Optimizing Performance in SuiteScript

Avoid loading a record if you don’t need to

Loading a record costs between 2 and 10 units of governance, and saving it costs between 4 and 20. Loading a record also loads metadata about the record, making the process take longer.

If you need to find values on a record, use a search. When creating or loading a search, minimize the columns to only those you need. Filter as much as you possibly can — it is faster to let the database fiddle with the data than for you to do so in your code (e.g., do not load an entire table and then go through the results yourself for a particular value — add a filter).

If you know the ID of the record you’re targeting, use search.lookupFields. It costs 1 unit of governance (compared to the 10 you would have to use to call getRange() or each() on a resultSet), and it’s faster.

If you need to change values on a record, use record.submitFields. It uses between 2 and 10 units of governance and is faster than loading and saving a record.

Set ignoreMandatoryFields to true

Tread with care here: ignoreMandatoryFields is an optional parameter of record.save() that is false by default. You can see a small performance increase by eliminating this data check when saving a record, although it should be used ONLY when the data coming in or out is completely controlled and validated for correctness or integrity by script.

Minimize the calls you make to the database

Grab as much of the data required as you can in the smallest number of queries. Use joins! When updating a record, track the values to be updated in code and do one save/submitFields call at the end of all your logic.

Another way to minimize disk calls is through consolidating scripts. It’s slower to access data in disk than it is to access data in memory, so the more you can get NetSuite to load into memory at once, the better.

Use Map-Reduce scripts

Map-Reduce scripts are insanely powerful — they handle parallel processing and governance management automatically and can be scheduled . Tasks that are a good fit for map-reduce are those that are logically “repetitive” — such as creating new records or updating values on a set of records. If you are thinking of using a Scheduled Script, think about if you can use a Map-Reduce script instead.

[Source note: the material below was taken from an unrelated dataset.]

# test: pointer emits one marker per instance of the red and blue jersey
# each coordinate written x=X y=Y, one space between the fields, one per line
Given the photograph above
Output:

Utilize object mappings to minimize iteration

Say you have a list of Customers, and a list of invoices for those customers. A Customer can have more than one invoice, so how do you match them up? You can use a nested for-loop like so:

for(var i = 0; i < customer.length; i++) {
for(var j = 0; j < invoice.length; j++) {
if(invoice[j].customerId == customer[i].id) {
// do something
}
}
}

But this iterates (i*j) times. If there are 100 customers and 500 invoices, that’s 50,000 iterations! Nested for-loops are necessary at times, and they work fine for finite datasets that won’t change significantly, such as a list of states. But for a potentially infinite datasets, such as a list of invoices, they can get unwieldy. Using an object map for this scenario could look like this:

var invoiceMap = {};
for(var i = 0; i < invoice.length; i++) {
var customerId = invoice[i].customerId;
if(!invoiceMap.hasOwnProperty(customerId)) {
invoiceMap[customerId] = [];
}
invoiceMap[customerId].push(invoice[i]);
}
for(var j = 0; j < customer.length; j++) {
var customerInvoices = invoiceMap[customer.id];
// do something
}

Connect the two using the same value you were using in the comparison statement in the nested for-loops. You end up with the same information, but since they’re not nested, there are only (i+j) iterations. If there are 100 customers and 500 invoices, that’s 600 iterations compared to the 50,000 of the nested loop.